I am heading back toward home soon for Christmas - early this week.
For awhile, I thought that it was good to call whatever place I was in, I was living, my home, in order to fully define myself as a man - a rock - carrying his home on his back like a manly snail. Snails are manly in this sense.
Irvine is lovely, and I can feel myself acclimating to its oceanview desert scrubbrush wilderness. But it is not home. It is not in my blood. And the ridiculous suit of armor, concrete and plastic, that has been pulled over top of its rooty desert beauty, makes it nearly impossible for me to love it fully.
Can a man love a city? Yes. A city, glass and chrome, does not seem quite as much of an insult to land as this sprawling suburbia that Irvine is made of - that shrieks when it sees an open spot, diving to clap a strip mall over it.
The Lord is making me sane in an insane world. I am afraid it is going to be painful. I am afraid of the pain of sanity in America.
Wendell Berry, author of the essay A Native Hill, has his land in Kentucky - he can stand back and say "Well at least I settled in a place, and raised a family, and did not destroy, but shepherded, made good." Wendell, I am a wanderer - I am a shepherd only to a flock of wild visions.
Can a man find a home in an idea?

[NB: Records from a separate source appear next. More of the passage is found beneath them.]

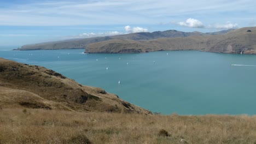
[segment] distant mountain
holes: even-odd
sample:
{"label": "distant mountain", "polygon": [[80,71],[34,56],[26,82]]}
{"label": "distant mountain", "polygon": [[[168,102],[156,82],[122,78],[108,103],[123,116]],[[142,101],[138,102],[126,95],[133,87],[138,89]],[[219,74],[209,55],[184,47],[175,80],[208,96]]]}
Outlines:
{"label": "distant mountain", "polygon": [[35,44],[26,45],[16,50],[59,50],[69,49],[84,49],[85,46],[92,43],[106,41],[110,39],[129,39],[133,40],[149,40],[161,38],[185,37],[191,35],[207,35],[223,34],[230,30],[222,31],[214,33],[203,33],[199,32],[183,32],[176,30],[169,30],[163,32],[158,31],[152,33],[141,32],[126,34],[95,37],[86,39],[76,39],[57,41],[47,42]]}
{"label": "distant mountain", "polygon": [[[223,34],[218,35],[217,34]],[[256,53],[256,27],[211,34],[162,38],[150,40],[112,39],[88,45],[86,53],[139,53],[167,50]]]}
{"label": "distant mountain", "polygon": [[100,88],[44,67],[0,58],[0,107],[150,114]]}

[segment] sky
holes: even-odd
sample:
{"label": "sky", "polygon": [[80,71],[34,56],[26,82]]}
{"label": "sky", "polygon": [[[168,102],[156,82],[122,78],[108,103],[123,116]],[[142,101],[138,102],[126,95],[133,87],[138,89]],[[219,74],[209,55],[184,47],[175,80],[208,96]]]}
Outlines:
{"label": "sky", "polygon": [[254,0],[1,0],[0,47],[141,32],[253,27],[255,8]]}

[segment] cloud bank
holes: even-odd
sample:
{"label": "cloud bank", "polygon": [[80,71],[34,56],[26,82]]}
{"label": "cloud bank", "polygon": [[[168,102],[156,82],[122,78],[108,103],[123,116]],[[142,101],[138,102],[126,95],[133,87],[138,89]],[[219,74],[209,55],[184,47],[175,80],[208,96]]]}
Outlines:
{"label": "cloud bank", "polygon": [[124,27],[124,29],[126,33],[139,33],[139,32],[148,32],[148,29],[147,28],[139,27],[131,27],[130,26],[126,26]]}
{"label": "cloud bank", "polygon": [[196,19],[189,18],[184,22],[179,22],[178,25],[188,27],[203,28],[205,27],[202,22]]}
{"label": "cloud bank", "polygon": [[216,24],[213,26],[210,26],[210,28],[216,29],[231,29],[237,28],[238,25],[236,23],[231,23],[230,21],[227,21],[225,24]]}

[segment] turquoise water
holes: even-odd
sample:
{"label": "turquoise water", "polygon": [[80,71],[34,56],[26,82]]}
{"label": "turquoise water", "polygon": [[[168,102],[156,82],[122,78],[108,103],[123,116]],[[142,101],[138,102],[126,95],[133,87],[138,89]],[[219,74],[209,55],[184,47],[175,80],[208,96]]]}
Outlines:
{"label": "turquoise water", "polygon": [[256,114],[256,55],[193,51],[136,54],[83,51],[0,51],[0,57],[53,69],[153,112]]}

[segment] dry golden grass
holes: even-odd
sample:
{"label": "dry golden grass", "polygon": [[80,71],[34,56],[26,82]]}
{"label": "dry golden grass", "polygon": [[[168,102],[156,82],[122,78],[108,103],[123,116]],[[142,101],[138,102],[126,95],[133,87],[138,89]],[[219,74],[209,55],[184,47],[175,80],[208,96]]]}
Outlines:
{"label": "dry golden grass", "polygon": [[256,116],[2,109],[0,131],[0,143],[256,143]]}

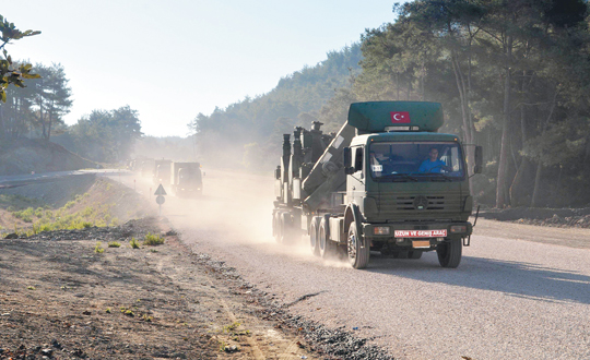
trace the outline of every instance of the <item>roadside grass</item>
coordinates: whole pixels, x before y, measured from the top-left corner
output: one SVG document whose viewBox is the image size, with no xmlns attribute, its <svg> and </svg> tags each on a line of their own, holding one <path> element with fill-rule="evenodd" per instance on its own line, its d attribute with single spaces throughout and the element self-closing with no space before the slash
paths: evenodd
<svg viewBox="0 0 590 360">
<path fill-rule="evenodd" d="M 143 240 L 143 244 L 149 247 L 156 247 L 163 243 L 164 238 L 162 238 L 160 235 L 155 235 L 152 232 L 148 232 L 148 235 L 145 235 L 145 240 Z"/>
<path fill-rule="evenodd" d="M 21 229 L 16 227 L 19 221 L 15 221 L 14 225 L 14 232 L 27 236 L 44 231 L 119 225 L 119 219 L 110 214 L 115 204 L 91 204 L 88 197 L 87 192 L 78 194 L 62 207 L 52 209 L 36 199 L 22 195 L 0 195 L 0 208 L 5 208 L 14 219 L 31 224 L 22 226 Z M 76 207 L 74 208 L 74 206 Z M 0 229 L 0 232 L 2 237 L 5 235 L 4 229 Z"/>
<path fill-rule="evenodd" d="M 23 195 L 0 195 L 0 208 L 5 208 L 9 212 L 17 212 L 28 207 L 36 208 L 44 206 L 47 206 L 47 204 L 38 199 L 26 197 Z"/>
</svg>

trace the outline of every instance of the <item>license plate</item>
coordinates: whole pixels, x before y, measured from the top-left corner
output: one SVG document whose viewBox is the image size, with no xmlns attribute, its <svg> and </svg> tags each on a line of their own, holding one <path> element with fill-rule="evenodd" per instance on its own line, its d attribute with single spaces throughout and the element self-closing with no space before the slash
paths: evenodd
<svg viewBox="0 0 590 360">
<path fill-rule="evenodd" d="M 396 238 L 446 238 L 447 230 L 396 230 Z"/>
<path fill-rule="evenodd" d="M 430 248 L 430 241 L 428 241 L 428 240 L 414 240 L 414 241 L 412 241 L 412 248 Z"/>
</svg>

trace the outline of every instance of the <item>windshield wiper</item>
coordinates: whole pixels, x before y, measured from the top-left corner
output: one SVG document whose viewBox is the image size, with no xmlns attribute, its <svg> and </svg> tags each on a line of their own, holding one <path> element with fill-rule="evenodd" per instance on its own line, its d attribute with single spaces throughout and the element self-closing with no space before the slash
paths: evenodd
<svg viewBox="0 0 590 360">
<path fill-rule="evenodd" d="M 408 173 L 389 173 L 389 175 L 379 177 L 379 179 L 388 179 L 391 181 L 408 181 L 408 180 L 418 181 L 416 178 L 411 177 Z"/>
<path fill-rule="evenodd" d="M 432 181 L 434 181 L 435 179 L 442 179 L 444 181 L 452 181 L 451 177 L 449 177 L 448 175 L 440 173 L 440 172 L 428 172 L 428 173 L 425 173 L 425 176 L 433 177 Z"/>
</svg>

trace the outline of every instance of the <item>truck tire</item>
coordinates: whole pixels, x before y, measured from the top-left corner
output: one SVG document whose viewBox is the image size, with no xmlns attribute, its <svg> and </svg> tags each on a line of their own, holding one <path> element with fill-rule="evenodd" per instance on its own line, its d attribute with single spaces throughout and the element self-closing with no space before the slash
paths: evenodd
<svg viewBox="0 0 590 360">
<path fill-rule="evenodd" d="M 311 224 L 309 225 L 309 249 L 311 249 L 311 253 L 316 256 L 319 256 L 319 221 L 320 217 L 315 216 L 311 218 Z"/>
<path fill-rule="evenodd" d="M 293 244 L 295 242 L 295 229 L 293 228 L 293 219 L 291 213 L 281 213 L 281 243 Z"/>
<path fill-rule="evenodd" d="M 281 212 L 275 212 L 272 218 L 272 235 L 274 236 L 274 240 L 279 243 L 281 243 L 281 240 L 283 239 L 283 229 L 281 228 Z"/>
<path fill-rule="evenodd" d="M 420 259 L 422 257 L 423 251 L 420 250 L 413 250 L 408 252 L 408 259 Z"/>
<path fill-rule="evenodd" d="M 346 238 L 346 248 L 349 253 L 349 263 L 354 268 L 367 267 L 370 256 L 370 249 L 364 244 L 364 238 L 358 233 L 356 221 L 352 221 L 349 227 Z"/>
<path fill-rule="evenodd" d="M 321 259 L 328 259 L 334 256 L 337 252 L 337 244 L 330 240 L 330 227 L 328 226 L 328 218 L 322 217 L 318 232 L 319 240 L 319 254 Z"/>
<path fill-rule="evenodd" d="M 448 240 L 439 243 L 436 248 L 438 263 L 442 267 L 456 268 L 461 263 L 461 252 L 463 244 L 461 239 Z"/>
</svg>

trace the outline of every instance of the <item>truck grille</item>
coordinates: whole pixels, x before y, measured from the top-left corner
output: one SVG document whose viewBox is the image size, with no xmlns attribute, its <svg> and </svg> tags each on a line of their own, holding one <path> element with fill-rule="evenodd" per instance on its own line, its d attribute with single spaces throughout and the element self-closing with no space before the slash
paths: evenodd
<svg viewBox="0 0 590 360">
<path fill-rule="evenodd" d="M 428 203 L 426 209 L 445 209 L 445 196 L 424 196 Z M 415 211 L 416 196 L 398 196 L 396 199 L 396 209 L 398 211 Z"/>
<path fill-rule="evenodd" d="M 436 213 L 459 213 L 462 209 L 461 196 L 459 194 L 445 195 L 381 195 L 378 197 L 377 207 L 381 215 L 385 214 L 430 214 Z M 422 217 L 422 216 L 421 216 Z"/>
</svg>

Can he find home in a Spirit? Can he find home in a woman?
This below is one the last poems from Shepherd, which I've been working on over the course of the last year.

______

If in the wild places of the world
you come across the cloaked figure
of a man clenching a black bag
pacing or perched in a squat
on the high point of a desert rock,
violently sweating,

leave him be. He
is looking for his home

and he does not have a home.

2 comments:

james t nath said...

Justin,

Very good. And not just nice. The first stanza does well to stick close to only a vision. And then somewhere between the tension of the cloaked figure and the implied impulse of the reader I feel the single command of your poem: "let him be" and it feels like the cool and quiet ability to let be that comes either from grass and shade or from any type of having found a place to belong.

The last line is well set apart. Somehow it is not devastating to not have a home, only uncomfortable to the point of needing to grieve.

Iraq is no place to belong, brother.

The last line is so simple. It is very good.

Ryan said...

I really like the images of the manly snail and Irvine shrieking and diving to cover up open land.